Un preocupante episodio tuvo lugar en la localidad de Rancul, La Pampa, donde un alumno de apenas 13 años amenazó con "matar a tiros" a sus docentes y directivos. Este acto, que ha desatado un revuelo considerable, se enmarca en un contexto de creciente inquietud a nivel nacional por un reto viral que alienta a los jóvenes a realizar amenazas de tiroteos en instituciones educativas. La situación ha puesto de manifiesto la necesidad de abordar de manera urgente la problemática de la violencia escolar y sus raíces sociales, así como la proliferación de contenido peligroso en plataformas digitales.
Las amenazas del menor llevaron a una rápida intervención por parte de la justicia. El juez de control Diego Ambrogetti, perteneciente a la Segunda Circunscripción Judicial, ordenó allanamientos en los domicilios de los progenitores del niño. En uno de estos procedimientos, realizado en la vivienda del padre, se halló un arsenal considerable compuesto por diversas armas de fuego y municiones. Este hallazgo generó una gran alarma, dado que las armas no contaban con la documentación legal pertinente, lo que plantea serias interrogantes sobre la seguridad y la supervisión de la tenencia de armas en el hogar.
El material confiscado incluye dos carabinas calibre 22, una pistola calibre 380, una escopeta de doble caño, entre otros elementos bélicos. Además, se encontraron municiones de diferentes calibres y dispositivos ópticos como visores nocturnos y térmicos. Según se supo, el padre del menor podría estar vinculado con actividades de caza, lo que complica aún más la situación, ya que su tenencia de armas parece no haber sido regulada adecuadamente. Esto genera un debate sobre la responsabilidad parental en la seguridad de los menores y el control de armas en el hogar.

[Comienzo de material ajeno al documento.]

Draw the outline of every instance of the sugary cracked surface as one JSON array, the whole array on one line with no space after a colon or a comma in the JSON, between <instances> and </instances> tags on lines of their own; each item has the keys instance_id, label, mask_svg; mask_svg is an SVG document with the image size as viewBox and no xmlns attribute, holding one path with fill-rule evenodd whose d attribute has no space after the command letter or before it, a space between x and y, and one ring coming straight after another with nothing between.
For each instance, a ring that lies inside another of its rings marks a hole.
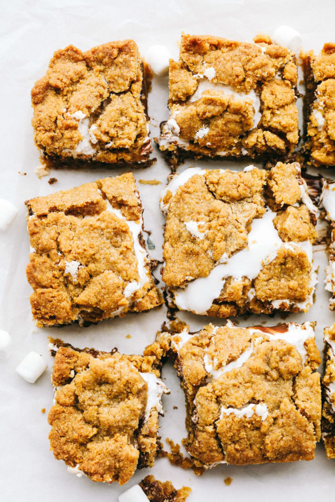
<instances>
[{"instance_id":1,"label":"sugary cracked surface","mask_svg":"<svg viewBox=\"0 0 335 502\"><path fill-rule=\"evenodd\" d=\"M190 335L175 322L167 329L158 340L176 358L184 444L199 466L314 458L321 392L313 323L243 328L228 321Z\"/></svg>"},{"instance_id":2,"label":"sugary cracked surface","mask_svg":"<svg viewBox=\"0 0 335 502\"><path fill-rule=\"evenodd\" d=\"M324 328L322 438L327 458L335 458L335 324Z\"/></svg>"},{"instance_id":3,"label":"sugary cracked surface","mask_svg":"<svg viewBox=\"0 0 335 502\"><path fill-rule=\"evenodd\" d=\"M335 165L335 44L325 44L318 55L304 55L307 87L304 148L315 167Z\"/></svg>"},{"instance_id":4,"label":"sugary cracked surface","mask_svg":"<svg viewBox=\"0 0 335 502\"><path fill-rule=\"evenodd\" d=\"M170 60L170 117L160 148L178 156L254 158L292 152L299 139L297 70L266 35L247 43L183 34Z\"/></svg>"},{"instance_id":5,"label":"sugary cracked surface","mask_svg":"<svg viewBox=\"0 0 335 502\"><path fill-rule=\"evenodd\" d=\"M43 155L58 164L148 164L153 149L143 79L133 40L57 51L31 93L34 137Z\"/></svg>"},{"instance_id":6,"label":"sugary cracked surface","mask_svg":"<svg viewBox=\"0 0 335 502\"><path fill-rule=\"evenodd\" d=\"M131 173L26 203L27 276L38 326L95 322L160 304Z\"/></svg>"},{"instance_id":7,"label":"sugary cracked surface","mask_svg":"<svg viewBox=\"0 0 335 502\"><path fill-rule=\"evenodd\" d=\"M191 492L188 486L177 490L171 481L159 481L152 474L146 476L140 486L150 502L185 502Z\"/></svg>"},{"instance_id":8,"label":"sugary cracked surface","mask_svg":"<svg viewBox=\"0 0 335 502\"><path fill-rule=\"evenodd\" d=\"M160 410L156 405L146 409L150 391L145 376L159 385L161 395L168 392L155 356L80 351L53 341L56 390L48 421L55 457L74 473L120 484L137 468L152 466Z\"/></svg>"},{"instance_id":9,"label":"sugary cracked surface","mask_svg":"<svg viewBox=\"0 0 335 502\"><path fill-rule=\"evenodd\" d=\"M180 310L227 317L313 303L317 210L299 164L246 169L186 170L163 192L162 278Z\"/></svg>"}]
</instances>

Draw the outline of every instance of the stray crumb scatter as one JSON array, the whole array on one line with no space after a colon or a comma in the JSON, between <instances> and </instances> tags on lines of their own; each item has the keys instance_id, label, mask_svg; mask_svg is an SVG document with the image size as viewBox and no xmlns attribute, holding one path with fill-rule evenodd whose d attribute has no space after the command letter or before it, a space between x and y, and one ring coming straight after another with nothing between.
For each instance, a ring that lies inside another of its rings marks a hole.
<instances>
[{"instance_id":1,"label":"stray crumb scatter","mask_svg":"<svg viewBox=\"0 0 335 502\"><path fill-rule=\"evenodd\" d=\"M42 178L42 176L47 176L49 173L49 168L45 166L39 166L35 170L35 174L37 174L39 178Z\"/></svg>"}]
</instances>

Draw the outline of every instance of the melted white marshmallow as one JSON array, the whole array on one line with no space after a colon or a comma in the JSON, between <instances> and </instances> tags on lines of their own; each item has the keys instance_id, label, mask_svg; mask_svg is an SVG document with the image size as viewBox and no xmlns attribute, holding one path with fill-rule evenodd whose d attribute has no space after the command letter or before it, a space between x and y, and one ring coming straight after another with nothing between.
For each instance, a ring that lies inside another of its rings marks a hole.
<instances>
[{"instance_id":1,"label":"melted white marshmallow","mask_svg":"<svg viewBox=\"0 0 335 502\"><path fill-rule=\"evenodd\" d=\"M221 408L220 420L222 419L224 415L229 416L232 415L232 414L234 414L234 415L239 418L242 418L242 417L251 418L255 413L261 417L262 421L263 422L269 415L268 407L265 403L257 405L251 404L245 406L242 406L239 408L225 408L222 406Z\"/></svg>"},{"instance_id":2,"label":"melted white marshmallow","mask_svg":"<svg viewBox=\"0 0 335 502\"><path fill-rule=\"evenodd\" d=\"M140 374L148 385L148 400L145 415L145 422L147 422L153 409L157 410L158 413L162 413L162 396L169 391L160 379L158 379L153 373L140 373Z\"/></svg>"}]
</instances>

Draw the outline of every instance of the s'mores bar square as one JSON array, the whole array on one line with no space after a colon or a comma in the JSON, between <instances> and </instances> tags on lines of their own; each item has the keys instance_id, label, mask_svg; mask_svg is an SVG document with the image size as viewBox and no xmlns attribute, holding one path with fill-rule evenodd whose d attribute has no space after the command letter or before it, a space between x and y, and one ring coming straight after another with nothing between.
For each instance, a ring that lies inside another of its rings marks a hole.
<instances>
[{"instance_id":1,"label":"s'mores bar square","mask_svg":"<svg viewBox=\"0 0 335 502\"><path fill-rule=\"evenodd\" d=\"M304 149L314 167L335 166L335 44L303 55L306 94Z\"/></svg>"},{"instance_id":2,"label":"s'mores bar square","mask_svg":"<svg viewBox=\"0 0 335 502\"><path fill-rule=\"evenodd\" d=\"M151 163L145 75L134 41L57 51L31 96L42 160L56 167Z\"/></svg>"},{"instance_id":3,"label":"s'mores bar square","mask_svg":"<svg viewBox=\"0 0 335 502\"><path fill-rule=\"evenodd\" d=\"M322 438L327 458L335 458L335 324L324 328Z\"/></svg>"},{"instance_id":4,"label":"s'mores bar square","mask_svg":"<svg viewBox=\"0 0 335 502\"><path fill-rule=\"evenodd\" d=\"M255 43L183 34L170 61L170 117L160 150L183 157L284 156L299 140L295 57L258 36Z\"/></svg>"},{"instance_id":5,"label":"s'mores bar square","mask_svg":"<svg viewBox=\"0 0 335 502\"><path fill-rule=\"evenodd\" d=\"M175 321L158 335L175 357L186 402L184 444L196 465L314 458L321 420L314 324L228 321L191 334Z\"/></svg>"},{"instance_id":6,"label":"s'mores bar square","mask_svg":"<svg viewBox=\"0 0 335 502\"><path fill-rule=\"evenodd\" d=\"M324 217L330 224L328 256L329 265L326 268L325 289L331 293L329 300L330 310L335 310L335 181L322 178L320 206L325 211Z\"/></svg>"},{"instance_id":7,"label":"s'mores bar square","mask_svg":"<svg viewBox=\"0 0 335 502\"><path fill-rule=\"evenodd\" d=\"M186 169L161 205L171 306L228 317L312 304L317 209L297 163L269 171Z\"/></svg>"},{"instance_id":8,"label":"s'mores bar square","mask_svg":"<svg viewBox=\"0 0 335 502\"><path fill-rule=\"evenodd\" d=\"M48 419L55 457L77 476L120 484L152 467L161 398L169 392L154 351L124 355L52 342L55 393Z\"/></svg>"},{"instance_id":9,"label":"s'mores bar square","mask_svg":"<svg viewBox=\"0 0 335 502\"><path fill-rule=\"evenodd\" d=\"M27 276L39 326L82 324L161 303L131 173L31 199Z\"/></svg>"}]
</instances>

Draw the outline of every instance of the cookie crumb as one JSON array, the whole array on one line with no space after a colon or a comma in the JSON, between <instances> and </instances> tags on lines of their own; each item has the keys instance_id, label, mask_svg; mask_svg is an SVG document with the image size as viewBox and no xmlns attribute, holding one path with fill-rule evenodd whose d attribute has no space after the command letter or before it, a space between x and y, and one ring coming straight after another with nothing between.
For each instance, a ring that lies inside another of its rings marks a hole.
<instances>
[{"instance_id":1,"label":"cookie crumb","mask_svg":"<svg viewBox=\"0 0 335 502\"><path fill-rule=\"evenodd\" d=\"M139 183L142 185L160 185L162 182L159 180L139 180Z\"/></svg>"},{"instance_id":2,"label":"cookie crumb","mask_svg":"<svg viewBox=\"0 0 335 502\"><path fill-rule=\"evenodd\" d=\"M46 166L39 166L35 170L34 172L40 178L42 176L47 176L49 173L49 168Z\"/></svg>"}]
</instances>

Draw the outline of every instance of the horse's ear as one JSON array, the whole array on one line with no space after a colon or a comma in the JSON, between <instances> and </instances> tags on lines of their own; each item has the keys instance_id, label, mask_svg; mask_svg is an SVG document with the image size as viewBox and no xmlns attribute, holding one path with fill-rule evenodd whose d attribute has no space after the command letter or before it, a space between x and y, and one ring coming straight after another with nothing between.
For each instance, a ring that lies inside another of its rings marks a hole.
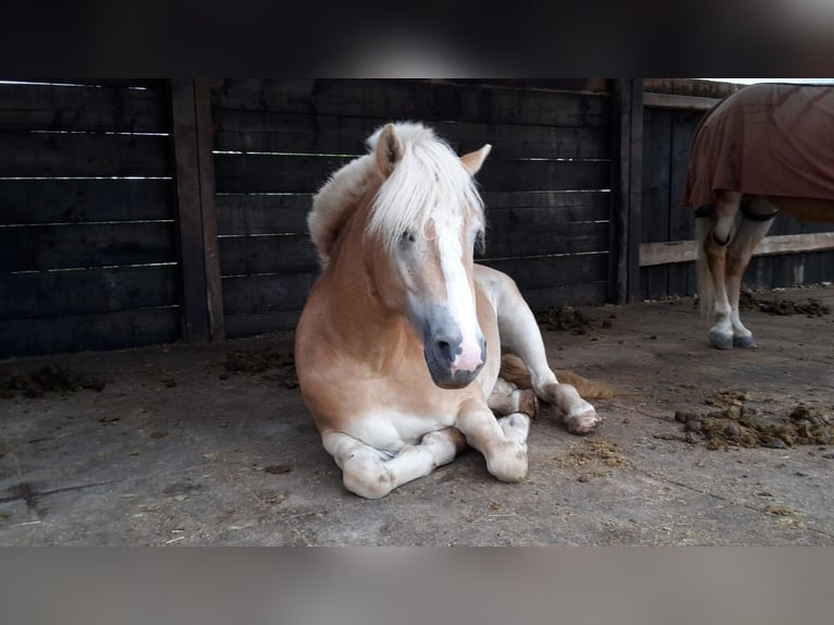
<instances>
[{"instance_id":1,"label":"horse's ear","mask_svg":"<svg viewBox=\"0 0 834 625\"><path fill-rule=\"evenodd\" d=\"M464 167L466 168L466 171L469 172L469 175L475 175L478 173L481 166L483 166L483 161L487 160L487 155L489 155L492 146L487 144L481 149L461 157L461 162L464 163Z\"/></svg>"},{"instance_id":2,"label":"horse's ear","mask_svg":"<svg viewBox=\"0 0 834 625\"><path fill-rule=\"evenodd\" d=\"M403 158L405 146L403 140L396 136L394 124L388 124L377 139L377 167L380 173L388 177L394 171L394 167Z\"/></svg>"}]
</instances>

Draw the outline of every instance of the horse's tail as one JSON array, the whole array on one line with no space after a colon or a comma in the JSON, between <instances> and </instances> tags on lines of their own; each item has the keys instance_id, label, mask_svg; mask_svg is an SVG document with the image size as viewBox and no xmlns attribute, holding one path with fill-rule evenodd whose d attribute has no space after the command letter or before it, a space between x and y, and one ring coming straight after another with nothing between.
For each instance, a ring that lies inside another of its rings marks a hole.
<instances>
[{"instance_id":1,"label":"horse's tail","mask_svg":"<svg viewBox=\"0 0 834 625\"><path fill-rule=\"evenodd\" d=\"M621 394L621 391L604 382L589 380L577 373L563 371L561 369L556 369L553 372L556 375L556 378L561 383L571 384L576 389L576 392L586 400L604 400ZM500 376L519 389L532 388L532 383L530 382L530 371L527 368L527 365L525 365L524 360L515 354L504 354L501 357Z\"/></svg>"},{"instance_id":2,"label":"horse's tail","mask_svg":"<svg viewBox=\"0 0 834 625\"><path fill-rule=\"evenodd\" d=\"M695 220L695 245L698 257L695 262L698 281L698 302L702 317L709 317L715 309L715 286L710 275L710 266L707 262L707 253L703 244L708 236L712 235L712 219L699 217Z\"/></svg>"}]
</instances>

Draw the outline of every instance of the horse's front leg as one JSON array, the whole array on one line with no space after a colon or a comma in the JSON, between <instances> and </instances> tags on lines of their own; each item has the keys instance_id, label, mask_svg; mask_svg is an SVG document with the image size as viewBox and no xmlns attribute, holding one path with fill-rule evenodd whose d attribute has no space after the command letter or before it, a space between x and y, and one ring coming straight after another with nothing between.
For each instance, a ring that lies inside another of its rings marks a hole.
<instances>
[{"instance_id":1,"label":"horse's front leg","mask_svg":"<svg viewBox=\"0 0 834 625\"><path fill-rule=\"evenodd\" d=\"M405 445L395 455L332 430L321 434L321 442L342 469L345 488L366 499L379 499L429 475L466 448L466 439L455 428L429 432L418 444Z\"/></svg>"},{"instance_id":2,"label":"horse's front leg","mask_svg":"<svg viewBox=\"0 0 834 625\"><path fill-rule=\"evenodd\" d=\"M703 242L703 253L715 293L715 324L710 329L710 342L719 350L733 347L733 307L727 296L726 264L727 247L733 238L733 224L740 203L740 193L721 192L715 203L712 233L708 233Z\"/></svg>"},{"instance_id":3,"label":"horse's front leg","mask_svg":"<svg viewBox=\"0 0 834 625\"><path fill-rule=\"evenodd\" d=\"M756 247L768 234L776 208L759 196L750 197L741 207L741 223L733 242L727 247L726 275L727 297L729 299L729 322L733 326L734 347L756 347L752 332L745 328L738 312L738 299L741 294L741 279L750 264Z\"/></svg>"},{"instance_id":4,"label":"horse's front leg","mask_svg":"<svg viewBox=\"0 0 834 625\"><path fill-rule=\"evenodd\" d=\"M487 405L471 400L461 407L455 427L483 454L491 475L506 482L520 481L527 475L529 416L514 413L495 420Z\"/></svg>"},{"instance_id":5,"label":"horse's front leg","mask_svg":"<svg viewBox=\"0 0 834 625\"><path fill-rule=\"evenodd\" d=\"M480 279L495 302L501 344L530 370L536 395L562 412L569 432L585 434L597 429L602 419L594 407L574 387L561 384L550 368L539 324L513 279L488 268L480 270Z\"/></svg>"},{"instance_id":6,"label":"horse's front leg","mask_svg":"<svg viewBox=\"0 0 834 625\"><path fill-rule=\"evenodd\" d=\"M501 378L495 380L487 405L500 417L506 417L513 413L524 413L535 419L539 412L539 401L533 391L529 389L519 390L515 384Z\"/></svg>"}]
</instances>

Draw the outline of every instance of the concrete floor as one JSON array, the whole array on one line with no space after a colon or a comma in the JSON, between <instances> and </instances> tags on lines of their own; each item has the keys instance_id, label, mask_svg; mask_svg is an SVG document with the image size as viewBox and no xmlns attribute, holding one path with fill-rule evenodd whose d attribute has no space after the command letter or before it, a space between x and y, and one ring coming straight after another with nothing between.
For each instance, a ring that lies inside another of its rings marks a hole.
<instances>
[{"instance_id":1,"label":"concrete floor","mask_svg":"<svg viewBox=\"0 0 834 625\"><path fill-rule=\"evenodd\" d=\"M759 296L834 308L832 287ZM598 432L545 413L524 482L467 451L379 501L343 489L291 370L225 371L290 334L0 363L106 383L0 399L0 544L834 544L834 444L711 451L674 418L719 391L831 415L834 315L748 312L760 347L718 352L688 298L582 310L590 332L544 335L555 368L625 391Z\"/></svg>"}]
</instances>

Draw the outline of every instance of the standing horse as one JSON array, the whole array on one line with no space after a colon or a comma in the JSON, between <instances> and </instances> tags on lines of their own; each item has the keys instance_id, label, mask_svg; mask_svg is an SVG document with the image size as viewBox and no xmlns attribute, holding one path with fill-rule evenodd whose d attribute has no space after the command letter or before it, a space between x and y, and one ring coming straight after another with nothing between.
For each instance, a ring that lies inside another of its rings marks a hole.
<instances>
[{"instance_id":1,"label":"standing horse","mask_svg":"<svg viewBox=\"0 0 834 625\"><path fill-rule=\"evenodd\" d=\"M699 124L683 204L695 208L698 294L719 350L755 347L741 277L773 218L834 222L834 88L745 87ZM740 220L736 225L736 213Z\"/></svg>"},{"instance_id":2,"label":"standing horse","mask_svg":"<svg viewBox=\"0 0 834 625\"><path fill-rule=\"evenodd\" d=\"M600 418L557 382L515 283L474 264L485 215L473 176L490 146L458 158L419 124L389 124L368 146L308 216L323 271L298 322L295 364L324 449L365 498L430 474L467 443L490 474L517 482L535 396L499 379L500 345L569 431Z\"/></svg>"}]
</instances>

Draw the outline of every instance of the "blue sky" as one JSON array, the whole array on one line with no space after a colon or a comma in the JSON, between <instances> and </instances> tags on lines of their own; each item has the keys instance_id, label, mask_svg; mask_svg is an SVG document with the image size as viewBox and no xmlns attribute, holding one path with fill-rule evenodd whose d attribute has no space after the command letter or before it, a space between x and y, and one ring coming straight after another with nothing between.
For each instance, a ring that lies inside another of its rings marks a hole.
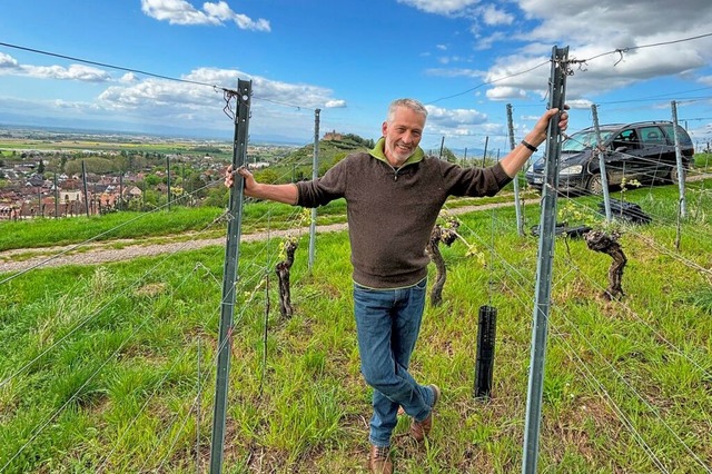
<instances>
[{"instance_id":1,"label":"blue sky","mask_svg":"<svg viewBox=\"0 0 712 474\"><path fill-rule=\"evenodd\" d=\"M585 60L567 79L571 130L592 103L606 124L669 120L675 100L712 141L710 0L3 0L0 42L0 124L230 140L219 89L239 78L253 141L313 141L317 108L322 134L375 139L388 102L414 97L424 148L504 150L506 105L521 137L546 108L552 49L568 47Z\"/></svg>"}]
</instances>

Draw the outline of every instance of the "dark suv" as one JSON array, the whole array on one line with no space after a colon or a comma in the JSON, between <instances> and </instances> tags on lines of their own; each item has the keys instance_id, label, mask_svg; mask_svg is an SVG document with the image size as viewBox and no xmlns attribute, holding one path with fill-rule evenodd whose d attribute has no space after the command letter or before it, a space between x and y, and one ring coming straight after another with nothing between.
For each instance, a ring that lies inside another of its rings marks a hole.
<instances>
[{"instance_id":1,"label":"dark suv","mask_svg":"<svg viewBox=\"0 0 712 474\"><path fill-rule=\"evenodd\" d=\"M599 127L604 149L609 186L620 186L623 180L639 182L676 182L678 160L673 124L670 121L643 121L613 124ZM683 170L690 168L694 147L688 132L678 126ZM593 127L567 137L561 147L558 164L558 190L603 192L599 156L594 152L596 134ZM535 189L544 182L545 159L540 159L526 170L526 181Z\"/></svg>"}]
</instances>

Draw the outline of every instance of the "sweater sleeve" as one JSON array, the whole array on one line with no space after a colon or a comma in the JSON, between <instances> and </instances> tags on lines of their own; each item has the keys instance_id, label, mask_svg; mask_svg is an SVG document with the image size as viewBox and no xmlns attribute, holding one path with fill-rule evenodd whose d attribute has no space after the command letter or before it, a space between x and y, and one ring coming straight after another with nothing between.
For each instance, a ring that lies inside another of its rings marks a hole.
<instances>
[{"instance_id":1,"label":"sweater sleeve","mask_svg":"<svg viewBox=\"0 0 712 474\"><path fill-rule=\"evenodd\" d=\"M487 168L462 168L442 162L443 179L453 196L494 196L512 181L498 162Z\"/></svg>"},{"instance_id":2,"label":"sweater sleeve","mask_svg":"<svg viewBox=\"0 0 712 474\"><path fill-rule=\"evenodd\" d=\"M310 181L298 181L299 196L297 205L303 207L318 207L329 204L334 199L344 197L346 189L346 160L343 159L326 174Z\"/></svg>"}]
</instances>

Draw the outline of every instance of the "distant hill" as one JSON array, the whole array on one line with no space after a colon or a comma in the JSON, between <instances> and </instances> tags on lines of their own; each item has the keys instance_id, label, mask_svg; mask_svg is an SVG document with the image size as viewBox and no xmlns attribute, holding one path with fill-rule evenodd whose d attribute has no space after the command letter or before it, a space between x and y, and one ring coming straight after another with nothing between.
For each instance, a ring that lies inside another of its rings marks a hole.
<instances>
[{"instance_id":1,"label":"distant hill","mask_svg":"<svg viewBox=\"0 0 712 474\"><path fill-rule=\"evenodd\" d=\"M344 135L340 139L319 140L318 166L333 165L336 158L344 158L355 151L368 151L374 147L373 140L366 140L357 135ZM314 161L314 145L297 148L279 160L283 166L312 166Z\"/></svg>"}]
</instances>

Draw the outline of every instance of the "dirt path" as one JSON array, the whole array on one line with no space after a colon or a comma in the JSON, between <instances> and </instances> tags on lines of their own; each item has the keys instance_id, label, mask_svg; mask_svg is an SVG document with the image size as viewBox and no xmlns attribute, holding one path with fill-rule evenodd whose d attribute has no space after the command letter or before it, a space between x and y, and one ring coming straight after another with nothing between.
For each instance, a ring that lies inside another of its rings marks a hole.
<instances>
[{"instance_id":1,"label":"dirt path","mask_svg":"<svg viewBox=\"0 0 712 474\"><path fill-rule=\"evenodd\" d=\"M524 201L524 205L538 204L538 199L527 199ZM448 209L448 214L459 215L477 210L510 207L512 205L512 203L498 203L482 206L466 206ZM328 226L318 226L317 233L334 233L345 229L346 224L332 224ZM304 231L308 231L308 229L304 229ZM288 233L294 233L294 230L271 230L269 237L284 237ZM170 239L170 237L161 237L160 243L151 243L151 239L122 239L85 245L78 244L0 251L0 273L27 271L37 267L59 267L62 265L98 265L110 261L130 260L137 257L195 250L212 245L225 245L225 237L209 239L186 239L185 235L175 237L176 241L166 241L166 239ZM265 239L268 235L267 233L246 234L241 237L241 241L254 241ZM117 245L120 245L121 248L116 248ZM31 257L26 258L27 255L31 255Z\"/></svg>"}]
</instances>

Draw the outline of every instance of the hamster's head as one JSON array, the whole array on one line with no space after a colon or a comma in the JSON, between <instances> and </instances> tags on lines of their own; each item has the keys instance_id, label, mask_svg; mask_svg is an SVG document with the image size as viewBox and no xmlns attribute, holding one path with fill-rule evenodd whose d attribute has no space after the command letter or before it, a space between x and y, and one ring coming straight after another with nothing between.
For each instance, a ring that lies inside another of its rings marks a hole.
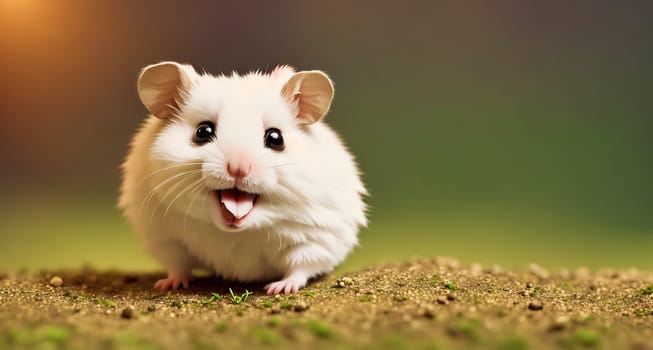
<instances>
[{"instance_id":1,"label":"hamster's head","mask_svg":"<svg viewBox=\"0 0 653 350\"><path fill-rule=\"evenodd\" d=\"M334 93L323 72L280 66L213 76L162 62L142 71L138 92L164 124L151 158L186 180L166 196L168 207L177 201L180 210L197 211L193 217L235 232L296 220L315 200L311 164L320 148L311 127Z\"/></svg>"}]
</instances>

En diálogo con medios locales, el fiscal Guillermo Komarofky, que se ocupa de delitos contra las personas, destacó que algunas de las armas carecían de la documentación necesaria, mientras que otras tenían permisos que estaban vencidos. Esta situación legal ha llevado a la apertura de una causa por tenencia ilegal de armas, lo que pone de relieve la seriedad del asunto. Asimismo, se secuestraron dispositivos electrónicos del menor, incluyendo una notebook y un teléfono celular, con el fin de investigar si existían más indicios sobre sus intenciones o la posible influencia del reto viral que ha captado la atención de jóvenes en todo el país.
Este incidente no es un caso aislado. Fuentes judiciales han confirmado que se están investigando amenazas similares en otras localidades de La Pampa, como 25 de Mayo y General Pico, lo que sugiere un patrón preocupante que merece atención. Las instituciones educativas han comenzado a informar a los padres sobre los peligros que presenta este reto viral, que ha cobrado notoriedad tras recientes episodios de violencia en escuelas, incluida la trágica muerte de un alumno en Santa Fe a manos de un compañero.
Ante esta situación alarmante, el gobierno de La Pampa ha decidido intervenir de manera proactiva. A través de la Fiscalía de Estado, se ha solicitado constituirse como parte querellante en las causas penales relacionadas con estas amenazas. Esta decisión, impulsada por el gobernador Sergio Ziliotto, tiene como fin colaborar en las investigaciones, reforzar las medidas preventivas y asegurar que se tomen acciones firmes contra las conductas que amenazan la seguridad en las escuelas. La respuesta del gobierno pone de manifiesto la urgencia de enfrentar la violencia escolar y proteger a los estudiantes de los efectos nocivos de las amenazas que circulan en el ámbito digital.